[E-Lang] Minimal-XML (was: Draft Kernel-E DTD & Sketch of translationto debuggable Java)

Jonathan S. Shapiro shap@eros-os.org
Mon, 2 Oct 2000 08:46:02 -0400


> > > Does this mean you have found something readable by the XML folks that
> > > explains these distinctions?  And that you found their distinctions
> > > meaningful?
> >
> >That's a joke, right?
>
> No it's not.  But the fact that you thought it might be indicates I've
been
> reading the wrong things.

Actually, it meant that I agreed with you completely. There is a terrible
lack of good documentation in the community. As an aside, I'ld note that
this is why DSSSL died in favor of CSS even though DSSSL is by far the more
powerful tool. The XML community has the "it shouldn't be a programming
language" bug in a big way.

> I have found the following "slice" useful:
> >
> >     1. tags describe the semantics of the information
> >     2. attributes describe the format of the information.
>
> A wonderful example.  I've never before come across that simple &
clarifying
> statement.  Where did you find it?

It's my own.

Here's another that just occurred to me. This may be less useful, but what
the heck:

Tags describe syntax. Think of the tags as encoding the grammar and the
lexemes of the language being written. This should get you most of the way
there for data-oriented XML. You then use the attributes for checking, for
uniq IDs, etc.

Actually, its blurrier to understand in the context of document
applications. In that domain, I find that it helps to imagine that I am a
cruddy language designer who does not understand the power of context, and
therefore felt compelled to embed a lot of semantics in the grammer.
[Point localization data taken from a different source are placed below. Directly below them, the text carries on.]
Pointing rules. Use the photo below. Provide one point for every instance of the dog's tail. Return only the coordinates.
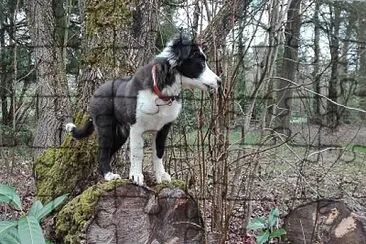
(79, 133)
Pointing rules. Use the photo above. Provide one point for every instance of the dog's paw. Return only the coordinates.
(137, 179)
(110, 176)
(69, 127)
(162, 177)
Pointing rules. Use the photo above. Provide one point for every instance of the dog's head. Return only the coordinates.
(188, 59)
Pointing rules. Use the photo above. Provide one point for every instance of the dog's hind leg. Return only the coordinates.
(106, 129)
(158, 152)
(137, 154)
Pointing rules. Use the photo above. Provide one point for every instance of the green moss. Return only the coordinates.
(104, 21)
(74, 216)
(174, 183)
(60, 170)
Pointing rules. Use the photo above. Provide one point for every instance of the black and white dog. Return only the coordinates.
(147, 102)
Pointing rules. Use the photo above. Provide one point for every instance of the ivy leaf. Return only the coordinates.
(35, 209)
(278, 233)
(30, 231)
(6, 225)
(263, 237)
(11, 236)
(256, 224)
(273, 216)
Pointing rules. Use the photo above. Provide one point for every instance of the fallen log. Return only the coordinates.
(326, 222)
(121, 212)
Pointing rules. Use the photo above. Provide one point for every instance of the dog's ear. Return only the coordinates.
(163, 74)
(182, 47)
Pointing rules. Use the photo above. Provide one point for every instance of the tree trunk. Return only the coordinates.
(289, 68)
(324, 221)
(117, 212)
(316, 118)
(52, 101)
(332, 114)
(361, 92)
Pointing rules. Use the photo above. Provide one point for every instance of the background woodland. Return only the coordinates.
(287, 126)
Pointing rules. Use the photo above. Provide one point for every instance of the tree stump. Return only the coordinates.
(121, 212)
(326, 222)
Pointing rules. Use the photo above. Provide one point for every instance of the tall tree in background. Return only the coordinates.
(289, 68)
(52, 100)
(361, 36)
(332, 114)
(315, 74)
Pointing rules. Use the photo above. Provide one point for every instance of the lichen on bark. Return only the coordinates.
(74, 216)
(106, 23)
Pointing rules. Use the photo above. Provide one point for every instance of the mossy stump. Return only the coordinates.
(121, 212)
(70, 168)
(324, 221)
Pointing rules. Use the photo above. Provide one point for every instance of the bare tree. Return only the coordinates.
(361, 36)
(289, 67)
(52, 101)
(332, 114)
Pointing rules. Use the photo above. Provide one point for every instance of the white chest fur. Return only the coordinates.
(153, 113)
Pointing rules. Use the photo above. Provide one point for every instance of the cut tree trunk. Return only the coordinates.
(324, 221)
(121, 212)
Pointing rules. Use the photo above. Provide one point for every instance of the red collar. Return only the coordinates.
(156, 88)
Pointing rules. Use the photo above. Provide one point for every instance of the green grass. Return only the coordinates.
(235, 137)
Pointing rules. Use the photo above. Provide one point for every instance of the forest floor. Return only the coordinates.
(338, 173)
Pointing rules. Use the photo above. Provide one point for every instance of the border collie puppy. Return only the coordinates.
(146, 102)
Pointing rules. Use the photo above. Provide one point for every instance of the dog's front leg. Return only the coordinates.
(137, 154)
(158, 152)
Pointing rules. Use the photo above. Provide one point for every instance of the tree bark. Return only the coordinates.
(332, 114)
(316, 76)
(289, 68)
(324, 221)
(52, 101)
(361, 92)
(117, 212)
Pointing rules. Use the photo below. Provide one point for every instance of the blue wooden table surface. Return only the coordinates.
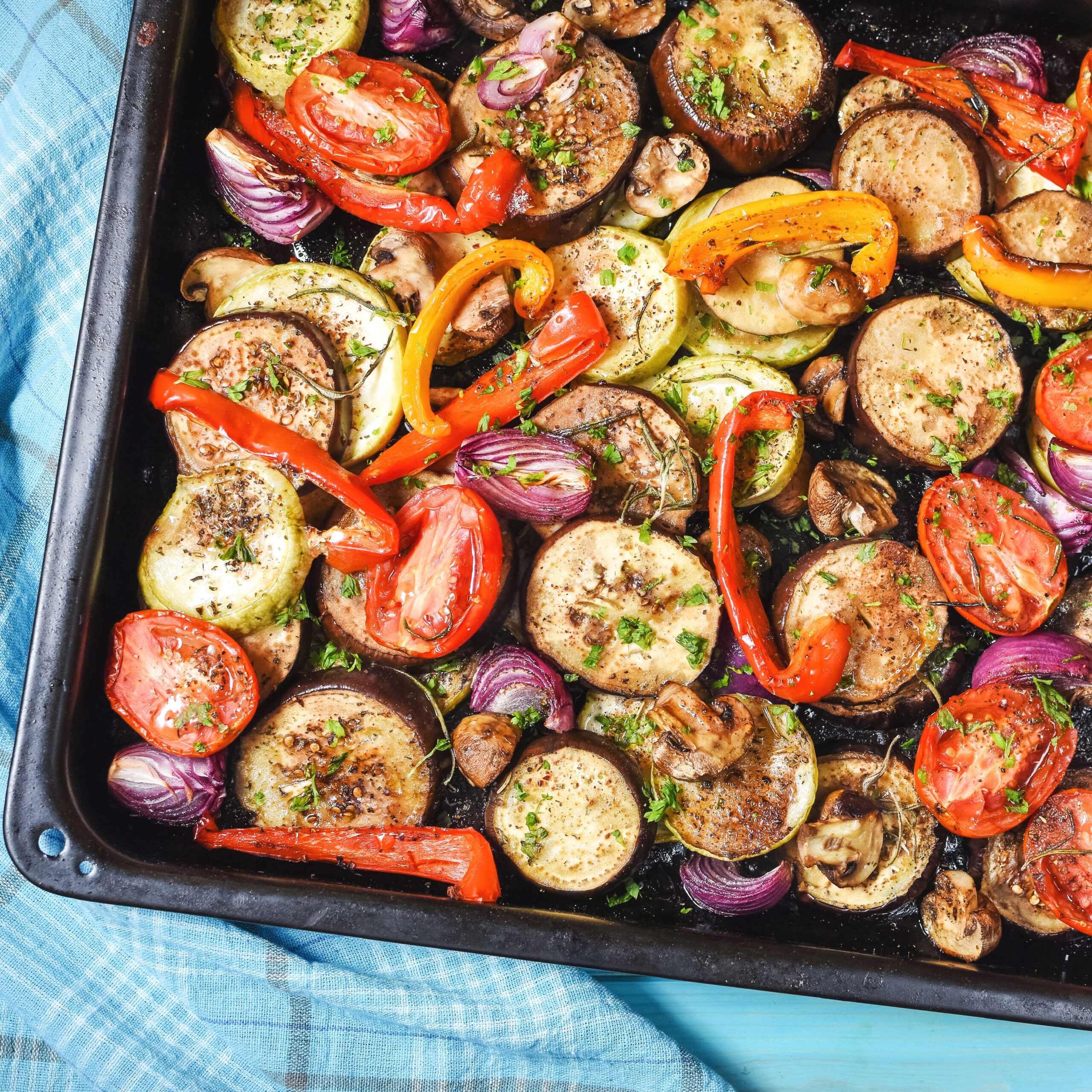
(783, 1043)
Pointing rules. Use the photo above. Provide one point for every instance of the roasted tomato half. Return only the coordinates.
(990, 757)
(369, 115)
(1058, 854)
(436, 594)
(999, 561)
(183, 684)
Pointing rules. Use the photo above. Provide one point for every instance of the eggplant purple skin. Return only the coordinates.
(742, 155)
(915, 892)
(598, 745)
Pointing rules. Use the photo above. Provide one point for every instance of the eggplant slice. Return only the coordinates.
(342, 749)
(911, 845)
(925, 165)
(883, 590)
(570, 814)
(625, 615)
(929, 376)
(271, 363)
(1050, 227)
(646, 437)
(756, 92)
(586, 127)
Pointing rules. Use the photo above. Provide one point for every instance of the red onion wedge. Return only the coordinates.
(1065, 661)
(718, 886)
(170, 789)
(1072, 525)
(510, 680)
(540, 479)
(411, 26)
(1011, 58)
(261, 192)
(512, 81)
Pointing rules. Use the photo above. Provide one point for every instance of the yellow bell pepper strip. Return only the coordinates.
(532, 292)
(817, 663)
(1043, 284)
(1018, 124)
(706, 252)
(572, 340)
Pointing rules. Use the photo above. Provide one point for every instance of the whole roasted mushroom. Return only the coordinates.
(845, 841)
(842, 494)
(827, 378)
(695, 742)
(669, 174)
(958, 920)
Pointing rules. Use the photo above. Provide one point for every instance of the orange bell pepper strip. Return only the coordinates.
(819, 659)
(1017, 124)
(1029, 280)
(348, 549)
(389, 206)
(532, 292)
(461, 857)
(707, 250)
(569, 344)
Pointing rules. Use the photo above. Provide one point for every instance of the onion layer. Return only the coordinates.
(170, 789)
(540, 479)
(718, 886)
(510, 681)
(261, 192)
(1072, 525)
(410, 26)
(1011, 58)
(1066, 661)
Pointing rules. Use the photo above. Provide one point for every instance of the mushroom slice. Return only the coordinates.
(411, 262)
(213, 276)
(828, 378)
(669, 174)
(959, 921)
(845, 841)
(484, 745)
(820, 293)
(694, 742)
(842, 494)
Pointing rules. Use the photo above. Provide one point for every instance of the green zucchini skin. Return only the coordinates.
(183, 567)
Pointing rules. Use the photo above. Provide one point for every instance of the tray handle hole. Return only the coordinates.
(52, 842)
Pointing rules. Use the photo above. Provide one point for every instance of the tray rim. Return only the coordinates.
(73, 555)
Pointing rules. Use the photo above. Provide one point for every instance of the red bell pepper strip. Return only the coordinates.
(389, 206)
(570, 343)
(497, 188)
(348, 549)
(820, 656)
(1018, 124)
(460, 857)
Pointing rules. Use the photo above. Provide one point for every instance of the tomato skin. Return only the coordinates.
(1019, 568)
(1063, 393)
(387, 100)
(962, 780)
(1064, 882)
(449, 568)
(162, 663)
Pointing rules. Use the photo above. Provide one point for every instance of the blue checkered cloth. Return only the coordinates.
(128, 1001)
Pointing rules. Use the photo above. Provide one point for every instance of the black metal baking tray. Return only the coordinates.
(116, 471)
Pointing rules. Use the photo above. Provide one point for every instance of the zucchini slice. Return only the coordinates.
(271, 44)
(748, 301)
(627, 615)
(365, 735)
(752, 808)
(706, 389)
(646, 311)
(364, 326)
(197, 560)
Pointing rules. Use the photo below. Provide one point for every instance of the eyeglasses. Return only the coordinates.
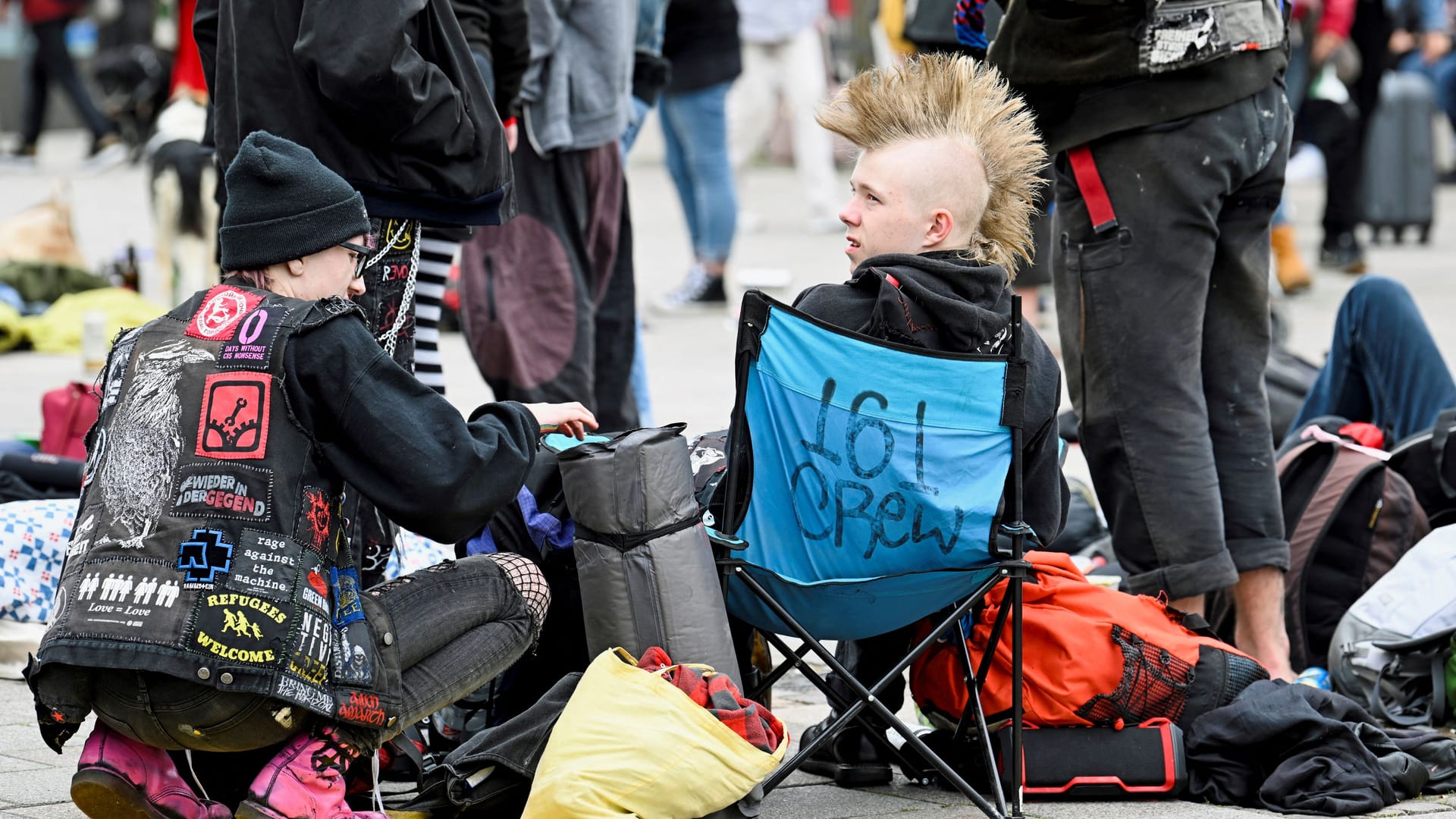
(360, 257)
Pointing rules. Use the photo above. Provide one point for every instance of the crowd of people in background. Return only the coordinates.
(495, 134)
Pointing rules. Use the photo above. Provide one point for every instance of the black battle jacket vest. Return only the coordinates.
(207, 541)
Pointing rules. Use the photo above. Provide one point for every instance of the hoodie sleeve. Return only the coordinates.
(1044, 487)
(400, 444)
(363, 60)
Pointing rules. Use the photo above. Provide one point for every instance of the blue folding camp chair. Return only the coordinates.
(862, 494)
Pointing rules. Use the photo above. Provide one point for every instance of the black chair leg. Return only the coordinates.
(868, 700)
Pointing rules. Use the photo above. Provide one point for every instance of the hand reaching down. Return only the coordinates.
(566, 419)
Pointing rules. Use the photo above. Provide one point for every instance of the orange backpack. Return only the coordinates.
(1092, 656)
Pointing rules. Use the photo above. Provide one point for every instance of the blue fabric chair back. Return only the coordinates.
(877, 474)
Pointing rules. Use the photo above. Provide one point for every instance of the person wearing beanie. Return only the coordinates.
(210, 599)
(386, 95)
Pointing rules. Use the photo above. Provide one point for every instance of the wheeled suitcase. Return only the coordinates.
(1400, 158)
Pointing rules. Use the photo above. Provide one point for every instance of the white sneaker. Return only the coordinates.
(698, 292)
(107, 155)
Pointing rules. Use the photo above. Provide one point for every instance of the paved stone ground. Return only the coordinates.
(689, 362)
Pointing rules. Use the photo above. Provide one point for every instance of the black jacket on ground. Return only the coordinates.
(386, 93)
(498, 30)
(959, 306)
(701, 41)
(1299, 749)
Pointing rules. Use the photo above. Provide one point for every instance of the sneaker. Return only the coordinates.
(123, 779)
(698, 292)
(306, 781)
(1343, 251)
(851, 758)
(107, 152)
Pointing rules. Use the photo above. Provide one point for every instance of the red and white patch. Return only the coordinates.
(221, 311)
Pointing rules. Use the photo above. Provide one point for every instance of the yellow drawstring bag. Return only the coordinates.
(631, 744)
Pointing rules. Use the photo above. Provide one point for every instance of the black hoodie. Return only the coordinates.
(946, 303)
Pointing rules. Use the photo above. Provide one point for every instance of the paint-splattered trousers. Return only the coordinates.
(1165, 333)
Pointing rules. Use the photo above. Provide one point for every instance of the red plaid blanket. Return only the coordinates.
(723, 700)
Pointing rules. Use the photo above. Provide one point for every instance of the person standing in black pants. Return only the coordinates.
(52, 63)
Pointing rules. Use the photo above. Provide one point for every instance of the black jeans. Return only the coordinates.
(456, 624)
(53, 63)
(1165, 333)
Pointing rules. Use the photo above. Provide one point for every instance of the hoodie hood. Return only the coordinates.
(935, 300)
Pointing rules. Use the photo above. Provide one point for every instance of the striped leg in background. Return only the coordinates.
(436, 254)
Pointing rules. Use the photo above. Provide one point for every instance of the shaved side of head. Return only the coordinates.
(971, 146)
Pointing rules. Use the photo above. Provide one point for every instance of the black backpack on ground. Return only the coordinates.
(1348, 518)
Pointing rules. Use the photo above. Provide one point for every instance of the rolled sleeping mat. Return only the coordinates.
(642, 556)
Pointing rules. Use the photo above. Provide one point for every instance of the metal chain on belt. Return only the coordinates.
(391, 337)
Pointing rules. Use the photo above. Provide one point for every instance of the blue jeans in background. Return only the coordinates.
(1383, 366)
(695, 126)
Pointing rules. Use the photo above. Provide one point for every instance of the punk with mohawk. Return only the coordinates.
(956, 99)
(940, 210)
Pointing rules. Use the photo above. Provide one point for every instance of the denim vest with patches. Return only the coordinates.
(207, 541)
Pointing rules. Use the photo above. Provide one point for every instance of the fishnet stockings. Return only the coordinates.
(529, 582)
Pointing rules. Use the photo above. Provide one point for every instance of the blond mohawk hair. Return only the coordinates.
(940, 96)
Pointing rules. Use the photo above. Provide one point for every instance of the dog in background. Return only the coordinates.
(184, 178)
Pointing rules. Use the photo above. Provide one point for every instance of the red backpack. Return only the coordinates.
(1094, 657)
(67, 414)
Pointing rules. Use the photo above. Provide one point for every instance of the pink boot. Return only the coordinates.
(305, 781)
(121, 779)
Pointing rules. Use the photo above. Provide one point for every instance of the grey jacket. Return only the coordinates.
(579, 86)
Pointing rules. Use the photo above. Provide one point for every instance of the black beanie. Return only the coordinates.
(284, 205)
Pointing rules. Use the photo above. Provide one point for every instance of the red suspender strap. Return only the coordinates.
(1094, 194)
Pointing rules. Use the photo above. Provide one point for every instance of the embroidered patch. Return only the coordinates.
(347, 596)
(313, 648)
(308, 695)
(254, 346)
(204, 557)
(315, 515)
(232, 491)
(359, 707)
(265, 564)
(130, 601)
(313, 589)
(234, 423)
(354, 654)
(240, 629)
(221, 311)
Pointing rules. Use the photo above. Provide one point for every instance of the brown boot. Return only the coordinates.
(1289, 267)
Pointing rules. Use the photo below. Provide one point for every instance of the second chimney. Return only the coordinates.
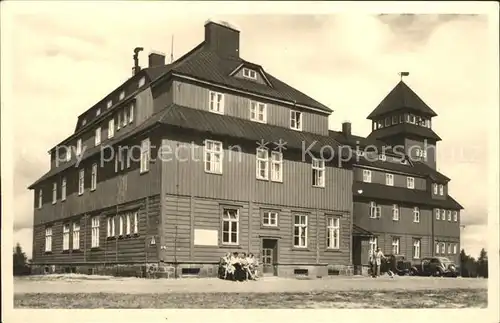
(346, 128)
(156, 59)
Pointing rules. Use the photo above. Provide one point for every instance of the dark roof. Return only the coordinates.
(404, 129)
(400, 194)
(401, 98)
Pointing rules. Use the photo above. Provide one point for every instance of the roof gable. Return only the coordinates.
(401, 98)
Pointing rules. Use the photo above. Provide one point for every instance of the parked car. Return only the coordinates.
(435, 266)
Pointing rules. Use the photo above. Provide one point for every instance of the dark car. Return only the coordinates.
(435, 266)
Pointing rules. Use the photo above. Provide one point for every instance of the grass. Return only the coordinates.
(454, 298)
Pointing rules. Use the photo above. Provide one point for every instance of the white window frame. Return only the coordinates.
(395, 212)
(248, 73)
(333, 232)
(416, 248)
(262, 164)
(93, 178)
(367, 176)
(63, 189)
(145, 155)
(276, 166)
(54, 193)
(389, 179)
(214, 104)
(296, 118)
(97, 140)
(111, 128)
(258, 112)
(213, 150)
(302, 228)
(48, 239)
(396, 245)
(95, 222)
(81, 181)
(270, 218)
(410, 182)
(226, 217)
(76, 236)
(416, 214)
(66, 230)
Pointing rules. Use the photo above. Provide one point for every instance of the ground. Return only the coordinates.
(80, 291)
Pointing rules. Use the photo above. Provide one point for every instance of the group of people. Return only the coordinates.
(375, 260)
(238, 267)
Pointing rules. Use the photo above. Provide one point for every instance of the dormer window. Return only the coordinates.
(296, 120)
(248, 73)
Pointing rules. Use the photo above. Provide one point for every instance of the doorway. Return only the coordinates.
(269, 257)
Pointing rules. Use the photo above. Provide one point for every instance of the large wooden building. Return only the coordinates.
(210, 154)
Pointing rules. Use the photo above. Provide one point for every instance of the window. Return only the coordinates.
(40, 198)
(258, 112)
(276, 166)
(367, 176)
(230, 226)
(63, 189)
(54, 193)
(416, 215)
(318, 172)
(66, 236)
(373, 244)
(216, 102)
(416, 248)
(79, 147)
(333, 233)
(127, 231)
(142, 81)
(131, 114)
(248, 73)
(136, 222)
(76, 236)
(111, 128)
(93, 182)
(395, 212)
(296, 120)
(213, 156)
(395, 246)
(98, 136)
(300, 231)
(410, 182)
(262, 163)
(270, 218)
(375, 210)
(389, 179)
(145, 155)
(48, 239)
(81, 181)
(95, 232)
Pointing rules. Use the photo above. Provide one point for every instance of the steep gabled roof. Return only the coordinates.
(401, 98)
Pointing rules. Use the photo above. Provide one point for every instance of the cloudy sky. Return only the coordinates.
(67, 59)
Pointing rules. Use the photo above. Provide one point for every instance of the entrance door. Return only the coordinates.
(269, 256)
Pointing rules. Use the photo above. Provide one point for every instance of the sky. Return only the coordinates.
(349, 62)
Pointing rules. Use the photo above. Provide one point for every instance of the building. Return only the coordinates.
(210, 188)
(210, 154)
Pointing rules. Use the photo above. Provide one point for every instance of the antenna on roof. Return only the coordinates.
(401, 74)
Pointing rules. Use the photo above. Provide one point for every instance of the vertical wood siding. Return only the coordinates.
(197, 97)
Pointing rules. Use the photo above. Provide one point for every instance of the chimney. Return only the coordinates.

Finally, one historical note may help in deciphering things. A lot of the
earlier work, such as the Davenport Group DTD (which later became the
DocBook DTD) was done under the assumptions that all of this stuff would be
written and read by programs (not people), and was designed by people who
didn't really understand about parenthesization in parsers. An example is
that DocBook specifies both

    <s2>    for a level-2 section header
    <s2Heading>    heading for same

The DTD requires that <s2Heading> appear as the first element of an <s2> if
it is present [aside: don't hold me to the tag names -- I'm replaying the
design issue from memory]. Thus, it would be completely unambiguous and
easier to use if there were simply a <heading> tag and one wrote:

    <s2>
        <heading>Some title</heading>
        ... content of section ...
        <s3>
            <heading>third level section</heading>
            ....
        </s3>
    </s2>

I have heard an argument that the more explicit tags somehow simplified
parsing. Some probing revealed that the ever-so-insistent designer didn't
understand how to do tokenization, which didn't really surprise me after
seeing the design.

Note that XML forces explicit nesting here, which is (IMHO) one of its few
significant flaws.

shap